Journal: Studies in health technology and informatics
Published Date:

Abstract

Large Language Models (LLMs) show potential in medical document generation, but ensuring reliability requires extensive expert involvement, limiting clinical applications. To address this challenge, we developed an LLM-based evaluation framework with three progressive Chain of Thought (CoT) strategies: Qualitative (expert persona), Quantitative-qualitative (error analysis), and Insight-integrated (expert reasoning). This framework captures nuanced evaluation patterns while maintaining efficiency. When tested on 33 LLM-generated Emergency Department records across five criteria, our Insight-integrated approach demonstrated strong correlation with expert evaluations (r = 0.680, p < .001), outperforming both Qualitative (r = 0.524) and Quantitative-qualitative (r = 0.630) approaches.
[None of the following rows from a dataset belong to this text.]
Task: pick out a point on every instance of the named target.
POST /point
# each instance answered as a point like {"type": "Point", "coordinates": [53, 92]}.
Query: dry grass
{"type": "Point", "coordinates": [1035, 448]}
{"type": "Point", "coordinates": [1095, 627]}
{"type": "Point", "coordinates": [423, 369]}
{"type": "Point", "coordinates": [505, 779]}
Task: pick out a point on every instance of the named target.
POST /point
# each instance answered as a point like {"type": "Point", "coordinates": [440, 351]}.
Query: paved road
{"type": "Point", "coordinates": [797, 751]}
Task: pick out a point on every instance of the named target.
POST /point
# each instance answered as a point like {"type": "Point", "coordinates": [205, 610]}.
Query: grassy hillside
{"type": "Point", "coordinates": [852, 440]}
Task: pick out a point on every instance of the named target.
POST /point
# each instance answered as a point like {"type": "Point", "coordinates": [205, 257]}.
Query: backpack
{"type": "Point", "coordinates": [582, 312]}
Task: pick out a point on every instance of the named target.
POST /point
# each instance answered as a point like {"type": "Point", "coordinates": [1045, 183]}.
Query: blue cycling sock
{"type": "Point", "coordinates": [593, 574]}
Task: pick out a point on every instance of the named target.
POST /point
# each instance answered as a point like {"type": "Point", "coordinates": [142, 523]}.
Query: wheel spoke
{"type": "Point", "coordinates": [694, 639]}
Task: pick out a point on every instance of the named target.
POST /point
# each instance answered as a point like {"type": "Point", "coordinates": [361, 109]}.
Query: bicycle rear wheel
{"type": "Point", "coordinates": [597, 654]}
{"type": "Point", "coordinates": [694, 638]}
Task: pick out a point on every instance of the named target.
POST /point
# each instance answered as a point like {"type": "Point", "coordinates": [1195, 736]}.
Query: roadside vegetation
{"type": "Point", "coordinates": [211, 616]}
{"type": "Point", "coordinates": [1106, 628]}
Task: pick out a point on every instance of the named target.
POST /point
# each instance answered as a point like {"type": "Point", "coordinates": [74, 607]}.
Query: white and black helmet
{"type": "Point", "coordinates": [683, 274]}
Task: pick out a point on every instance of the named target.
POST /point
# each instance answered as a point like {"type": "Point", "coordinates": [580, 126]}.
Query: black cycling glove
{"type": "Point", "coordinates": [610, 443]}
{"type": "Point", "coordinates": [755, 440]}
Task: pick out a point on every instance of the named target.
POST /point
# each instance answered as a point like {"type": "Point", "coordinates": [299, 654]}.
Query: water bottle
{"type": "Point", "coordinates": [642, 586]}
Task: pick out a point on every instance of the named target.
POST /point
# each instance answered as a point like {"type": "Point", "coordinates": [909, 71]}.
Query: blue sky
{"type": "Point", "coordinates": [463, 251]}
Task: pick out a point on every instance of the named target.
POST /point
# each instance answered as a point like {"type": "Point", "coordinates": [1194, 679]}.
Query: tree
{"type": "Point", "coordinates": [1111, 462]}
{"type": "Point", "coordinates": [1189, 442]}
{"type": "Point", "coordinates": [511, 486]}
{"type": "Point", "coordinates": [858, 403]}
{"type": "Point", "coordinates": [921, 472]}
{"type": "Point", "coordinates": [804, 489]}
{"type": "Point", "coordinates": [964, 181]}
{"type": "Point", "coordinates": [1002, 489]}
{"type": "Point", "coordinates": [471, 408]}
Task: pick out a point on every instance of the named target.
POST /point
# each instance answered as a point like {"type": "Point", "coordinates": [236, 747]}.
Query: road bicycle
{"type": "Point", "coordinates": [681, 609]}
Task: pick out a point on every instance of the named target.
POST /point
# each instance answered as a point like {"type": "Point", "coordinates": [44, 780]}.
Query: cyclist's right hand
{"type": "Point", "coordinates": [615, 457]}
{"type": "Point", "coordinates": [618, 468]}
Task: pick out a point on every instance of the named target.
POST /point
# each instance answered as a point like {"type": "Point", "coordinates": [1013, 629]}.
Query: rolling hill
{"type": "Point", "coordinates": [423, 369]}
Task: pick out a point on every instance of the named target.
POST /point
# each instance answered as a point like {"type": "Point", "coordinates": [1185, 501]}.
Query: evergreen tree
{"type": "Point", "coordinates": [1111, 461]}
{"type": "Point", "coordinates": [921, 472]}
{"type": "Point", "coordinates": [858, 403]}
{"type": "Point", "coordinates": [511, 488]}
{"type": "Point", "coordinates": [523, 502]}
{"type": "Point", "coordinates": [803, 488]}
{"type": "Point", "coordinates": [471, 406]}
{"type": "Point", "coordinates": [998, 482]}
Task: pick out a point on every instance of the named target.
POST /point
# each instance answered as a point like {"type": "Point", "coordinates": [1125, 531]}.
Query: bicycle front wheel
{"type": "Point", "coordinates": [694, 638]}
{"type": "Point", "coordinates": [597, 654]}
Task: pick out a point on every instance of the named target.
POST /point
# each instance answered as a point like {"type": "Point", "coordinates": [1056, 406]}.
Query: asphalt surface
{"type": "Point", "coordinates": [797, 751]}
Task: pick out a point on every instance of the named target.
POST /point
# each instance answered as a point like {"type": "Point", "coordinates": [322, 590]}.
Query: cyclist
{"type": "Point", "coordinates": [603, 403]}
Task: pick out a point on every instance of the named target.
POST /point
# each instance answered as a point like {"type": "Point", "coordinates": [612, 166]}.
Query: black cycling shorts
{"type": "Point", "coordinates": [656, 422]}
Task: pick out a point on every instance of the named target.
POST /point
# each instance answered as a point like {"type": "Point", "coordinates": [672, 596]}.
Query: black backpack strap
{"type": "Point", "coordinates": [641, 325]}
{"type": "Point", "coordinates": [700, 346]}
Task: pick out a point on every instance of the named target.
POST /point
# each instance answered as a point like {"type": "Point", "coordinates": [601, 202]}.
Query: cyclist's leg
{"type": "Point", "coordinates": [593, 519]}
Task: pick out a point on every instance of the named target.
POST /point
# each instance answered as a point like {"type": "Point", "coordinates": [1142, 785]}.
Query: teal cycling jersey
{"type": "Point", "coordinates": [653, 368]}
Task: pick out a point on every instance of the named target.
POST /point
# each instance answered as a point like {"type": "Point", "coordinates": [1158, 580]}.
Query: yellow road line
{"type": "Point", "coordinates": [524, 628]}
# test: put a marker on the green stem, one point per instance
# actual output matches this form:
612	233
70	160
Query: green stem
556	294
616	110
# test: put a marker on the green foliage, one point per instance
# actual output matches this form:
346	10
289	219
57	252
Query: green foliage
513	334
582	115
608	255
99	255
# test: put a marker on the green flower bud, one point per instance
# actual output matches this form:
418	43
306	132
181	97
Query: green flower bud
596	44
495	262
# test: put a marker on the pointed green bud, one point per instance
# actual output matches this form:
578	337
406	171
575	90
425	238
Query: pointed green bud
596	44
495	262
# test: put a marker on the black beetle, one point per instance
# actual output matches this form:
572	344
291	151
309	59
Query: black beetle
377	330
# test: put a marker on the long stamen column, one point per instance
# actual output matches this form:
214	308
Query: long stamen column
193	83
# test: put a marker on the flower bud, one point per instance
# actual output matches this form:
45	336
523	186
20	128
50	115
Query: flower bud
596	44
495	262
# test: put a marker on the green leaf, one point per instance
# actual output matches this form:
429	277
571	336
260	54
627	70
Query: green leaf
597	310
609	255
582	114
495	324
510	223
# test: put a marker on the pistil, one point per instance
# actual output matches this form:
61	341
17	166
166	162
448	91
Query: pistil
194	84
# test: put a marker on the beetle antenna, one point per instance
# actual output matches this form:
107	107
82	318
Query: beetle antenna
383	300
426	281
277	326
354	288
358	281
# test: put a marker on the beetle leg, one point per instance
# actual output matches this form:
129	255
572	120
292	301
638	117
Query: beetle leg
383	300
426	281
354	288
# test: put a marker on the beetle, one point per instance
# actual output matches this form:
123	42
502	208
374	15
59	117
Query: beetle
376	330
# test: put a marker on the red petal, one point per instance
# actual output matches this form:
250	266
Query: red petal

Our findings suggest that LLM-based evaluation frameworks can align with expert assessments as useful tools for validating medical documentation in clinical settings.

Authors

  • Junhyuk Seo
    Department of Nursing, Samsung Medical Center.
  • Dasol Choi
    Yonsei University.
  • Wonchul Cha
    SAIHST, Sungkyunkwan University.
  • Taerim Kim
    Department of Emergency Medicine, Samsung Medical Center, Sungkyunkwan University School of Medicine, 81, Irwon-ro, Gangnam-gu, Seoul, 06351, Republic of Korea.